Since the dawn of civilization, Egypt has been a pioneer in education, technology, art and architecture. As recently as the 1960’s, Egypt was leading the Arab world culturally and politically. The northeast African nation supported the Palestinian people, had a self-sufficient economy and produced classics in music, cinema and literature.
But under Mubarak and his predecessor’s leadership, the country became a ghost of its former self. It lost its status as a great nation.
Cairo is said to be the only major city in the world whose skyline did not witness the rise of major high buildings over the past 30 years. More than 25 percent of Egyptians cannot read or write, according to the CIA World Factbook. While the Mubarak regime was selling Egyptian natural gas to Israel below the cost of its extraction, more than a quarter of all Egyptians lived in poverty.
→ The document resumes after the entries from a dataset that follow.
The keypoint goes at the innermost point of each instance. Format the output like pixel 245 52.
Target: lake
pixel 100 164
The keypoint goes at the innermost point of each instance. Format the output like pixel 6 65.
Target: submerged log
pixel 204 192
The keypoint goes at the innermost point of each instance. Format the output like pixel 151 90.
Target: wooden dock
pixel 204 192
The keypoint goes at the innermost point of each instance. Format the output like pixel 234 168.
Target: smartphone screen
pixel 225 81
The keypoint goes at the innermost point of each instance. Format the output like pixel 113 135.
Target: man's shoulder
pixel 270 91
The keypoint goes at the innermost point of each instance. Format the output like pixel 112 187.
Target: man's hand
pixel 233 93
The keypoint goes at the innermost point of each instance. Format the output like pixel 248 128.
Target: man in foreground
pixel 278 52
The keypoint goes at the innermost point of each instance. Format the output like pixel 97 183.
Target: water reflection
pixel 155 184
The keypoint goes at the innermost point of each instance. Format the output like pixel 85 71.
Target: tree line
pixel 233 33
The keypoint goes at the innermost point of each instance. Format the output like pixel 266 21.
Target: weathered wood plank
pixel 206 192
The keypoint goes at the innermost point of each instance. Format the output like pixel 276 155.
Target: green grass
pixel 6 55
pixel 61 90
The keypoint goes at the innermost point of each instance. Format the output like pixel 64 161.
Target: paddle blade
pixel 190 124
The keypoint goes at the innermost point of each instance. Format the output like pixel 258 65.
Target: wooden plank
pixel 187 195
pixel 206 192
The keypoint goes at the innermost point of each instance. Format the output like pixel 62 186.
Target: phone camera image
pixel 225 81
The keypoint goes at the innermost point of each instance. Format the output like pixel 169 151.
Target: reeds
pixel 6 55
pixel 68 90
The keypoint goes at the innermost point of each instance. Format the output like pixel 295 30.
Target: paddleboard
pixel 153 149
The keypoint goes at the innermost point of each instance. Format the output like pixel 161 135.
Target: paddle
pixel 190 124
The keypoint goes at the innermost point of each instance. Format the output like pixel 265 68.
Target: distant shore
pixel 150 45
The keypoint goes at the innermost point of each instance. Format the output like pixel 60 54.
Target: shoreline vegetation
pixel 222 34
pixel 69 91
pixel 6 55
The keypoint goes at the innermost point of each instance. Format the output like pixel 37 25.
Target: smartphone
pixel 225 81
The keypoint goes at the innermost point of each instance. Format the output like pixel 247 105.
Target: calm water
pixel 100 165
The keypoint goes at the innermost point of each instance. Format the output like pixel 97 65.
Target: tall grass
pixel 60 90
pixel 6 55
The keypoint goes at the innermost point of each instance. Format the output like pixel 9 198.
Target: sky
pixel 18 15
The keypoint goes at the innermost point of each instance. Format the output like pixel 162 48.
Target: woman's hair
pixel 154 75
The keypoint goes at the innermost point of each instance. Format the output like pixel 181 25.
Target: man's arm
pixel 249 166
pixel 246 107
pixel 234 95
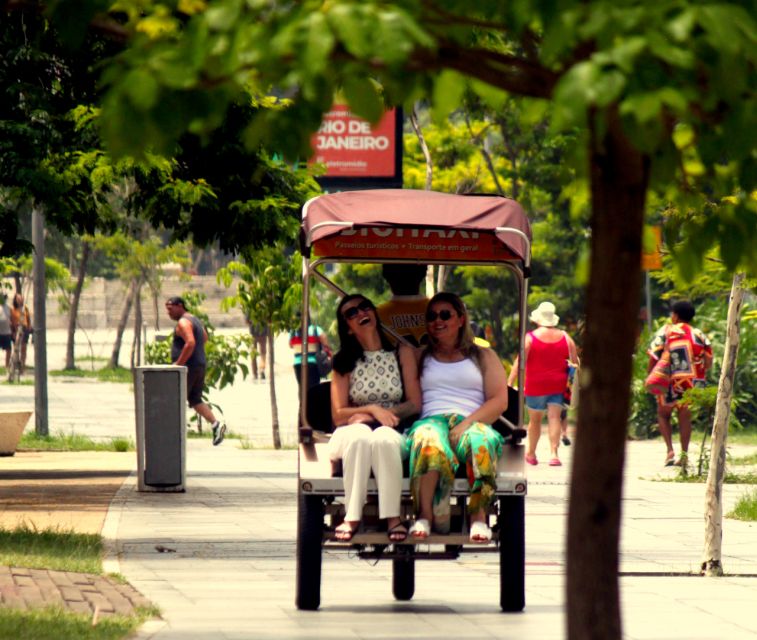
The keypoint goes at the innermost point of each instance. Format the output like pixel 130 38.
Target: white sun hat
pixel 544 315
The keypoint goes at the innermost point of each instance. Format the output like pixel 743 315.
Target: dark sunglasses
pixel 352 312
pixel 444 314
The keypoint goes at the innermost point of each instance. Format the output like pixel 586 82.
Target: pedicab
pixel 426 227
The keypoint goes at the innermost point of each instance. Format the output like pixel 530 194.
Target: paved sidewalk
pixel 78 592
pixel 231 572
pixel 219 560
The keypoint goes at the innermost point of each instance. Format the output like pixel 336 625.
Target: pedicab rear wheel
pixel 309 552
pixel 403 574
pixel 512 553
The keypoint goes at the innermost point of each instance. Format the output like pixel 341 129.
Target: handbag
pixel 658 380
pixel 323 361
pixel 567 395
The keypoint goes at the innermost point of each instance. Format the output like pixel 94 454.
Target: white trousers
pixel 361 450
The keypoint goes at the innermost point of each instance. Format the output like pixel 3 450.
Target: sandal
pixel 344 532
pixel 421 529
pixel 397 533
pixel 480 532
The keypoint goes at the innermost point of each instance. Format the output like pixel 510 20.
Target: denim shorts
pixel 539 403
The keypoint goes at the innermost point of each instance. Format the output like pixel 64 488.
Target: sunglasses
pixel 444 314
pixel 352 312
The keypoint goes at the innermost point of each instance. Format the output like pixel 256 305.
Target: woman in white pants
pixel 369 382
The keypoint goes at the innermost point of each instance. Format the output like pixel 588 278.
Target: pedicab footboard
pixel 316 478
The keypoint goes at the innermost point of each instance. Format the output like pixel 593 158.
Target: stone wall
pixel 101 301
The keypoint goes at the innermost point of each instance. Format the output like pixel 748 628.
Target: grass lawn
pixel 58 624
pixel 60 551
pixel 51 549
pixel 746 507
pixel 72 442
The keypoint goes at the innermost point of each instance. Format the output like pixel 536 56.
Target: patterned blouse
pixel 376 379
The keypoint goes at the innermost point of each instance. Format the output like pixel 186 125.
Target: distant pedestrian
pixel 690 356
pixel 316 341
pixel 548 352
pixel 21 320
pixel 188 349
pixel 5 329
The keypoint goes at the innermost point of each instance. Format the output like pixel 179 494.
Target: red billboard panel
pixel 351 148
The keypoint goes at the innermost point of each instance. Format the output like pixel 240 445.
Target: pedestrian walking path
pixel 93 595
pixel 219 560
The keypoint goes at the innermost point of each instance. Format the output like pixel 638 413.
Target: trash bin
pixel 160 395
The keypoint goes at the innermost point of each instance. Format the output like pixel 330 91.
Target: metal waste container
pixel 160 395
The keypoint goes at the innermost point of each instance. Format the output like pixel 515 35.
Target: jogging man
pixel 188 349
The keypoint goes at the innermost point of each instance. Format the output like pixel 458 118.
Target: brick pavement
pixel 23 588
pixel 69 491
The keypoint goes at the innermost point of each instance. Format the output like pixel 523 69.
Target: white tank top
pixel 451 387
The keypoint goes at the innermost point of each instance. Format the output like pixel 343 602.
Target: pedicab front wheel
pixel 309 552
pixel 512 553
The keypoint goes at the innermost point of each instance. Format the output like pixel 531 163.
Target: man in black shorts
pixel 188 349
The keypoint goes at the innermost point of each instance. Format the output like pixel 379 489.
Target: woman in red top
pixel 548 351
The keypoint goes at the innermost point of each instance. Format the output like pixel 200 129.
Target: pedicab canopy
pixel 417 225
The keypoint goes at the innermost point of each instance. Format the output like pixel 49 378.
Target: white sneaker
pixel 219 431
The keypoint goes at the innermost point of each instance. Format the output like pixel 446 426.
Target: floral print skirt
pixel 430 450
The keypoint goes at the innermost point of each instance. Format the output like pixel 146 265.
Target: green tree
pixel 662 94
pixel 226 356
pixel 139 258
pixel 269 292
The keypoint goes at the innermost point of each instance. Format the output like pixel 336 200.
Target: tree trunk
pixel 619 178
pixel 713 503
pixel 272 387
pixel 73 312
pixel 481 142
pixel 136 343
pixel 125 311
pixel 441 277
pixel 424 148
pixel 156 310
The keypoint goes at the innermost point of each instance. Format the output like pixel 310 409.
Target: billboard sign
pixel 357 154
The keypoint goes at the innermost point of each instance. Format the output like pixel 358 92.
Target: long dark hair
pixel 464 342
pixel 350 349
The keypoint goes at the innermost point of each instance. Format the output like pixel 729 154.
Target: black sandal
pixel 398 533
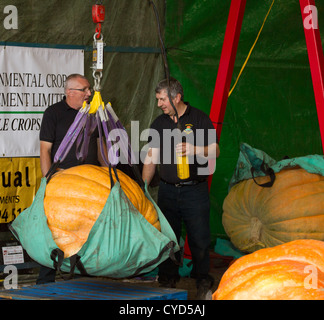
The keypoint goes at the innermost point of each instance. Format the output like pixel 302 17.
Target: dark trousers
pixel 188 204
pixel 46 275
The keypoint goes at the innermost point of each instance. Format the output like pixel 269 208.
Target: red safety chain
pixel 98 16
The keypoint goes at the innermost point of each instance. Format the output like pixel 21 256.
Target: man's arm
pixel 150 163
pixel 210 152
pixel 45 156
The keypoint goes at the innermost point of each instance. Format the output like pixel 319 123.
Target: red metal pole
pixel 315 55
pixel 225 72
pixel 226 63
pixel 226 66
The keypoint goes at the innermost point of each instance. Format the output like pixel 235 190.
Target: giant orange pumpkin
pixel 255 217
pixel 292 271
pixel 75 197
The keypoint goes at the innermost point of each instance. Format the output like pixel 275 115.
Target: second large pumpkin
pixel 75 197
pixel 255 217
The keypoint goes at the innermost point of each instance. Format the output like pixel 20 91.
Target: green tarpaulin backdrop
pixel 272 107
From 2006 to 2011, Mubarak sealed off all gateways to the Gaza Strip, cooperating with the Israeli government to put 1.6 million Palestinians under a strict diet on the verge of malnutrition.
Mubarak will not be punished for all the damage he inflicted on Egypt and the Arab world. The dictator will be free, and the military he once commanded now rules the country.
The coup that toppled elected president Mohammad Morsi last year was to bring back the old order— Mubarak’s order— not to answer the legitimate demands of anti-Muslim Brotherhood protesters. Gulf monarchies, including Saudi Arabia, were quick to grant millions of dollars to the Egyptian military as compensation for toppling Morsi.
The coup was a Saudi-funded counter-revolution against the democratic aspiration of the masses.
The Egyptian judiciary is not independent. Since toppling Morsi, the Egyptian military has used the judicial system to achieve its roadmap of complete takeover of the country. Egyptian judges follow the coup authorities’ policies. They sentenced hundreds of the Muslim Brotherhood supporters to death and did not spare pro-democracy activists, landing many journalists and symbols of the 2011 revolution behind bars.
Mubarak’s acquittal is a warning to the activists of the Jan. 25 revolution. Since he was disposed, Mubarak became a ghost figure in Egyptian politics. When his iron grip on power slipped, he became politically insignificant because he has no support in the streets. The former dictator is a loathed figure across all segments of Egyptian society. The military-controlled judiciary did not appease anybody by dropping the charges against him.
However, what the new Egyptian regime achieved by declaring the former president and his criminal friends innocent was to prove to its domestic and international opponents that it can do anything, no matter how unpopular. It was an arrogant statement of total control.
President Abdel-Fattah el-Sisi and his crew are taking textbook steps to solidify their coups— jailing opponents, vilifying foes, killing protesters, censoring dissent and using the judiciary as a tool.
“Military Coup Regime Unexpectedly Behaving Like A Military Coup Regime” wrote Lebanese British satirist Karl Sharro in a parody headline commenting on the verdict.
It is hardly surprising that the new government in Egypt is acting like a military coup regime. However, it is unexplainable that the U.S. government is still funding the new tyrannical Egyptian authorities against American law, which prohibits aid to governments established by coups.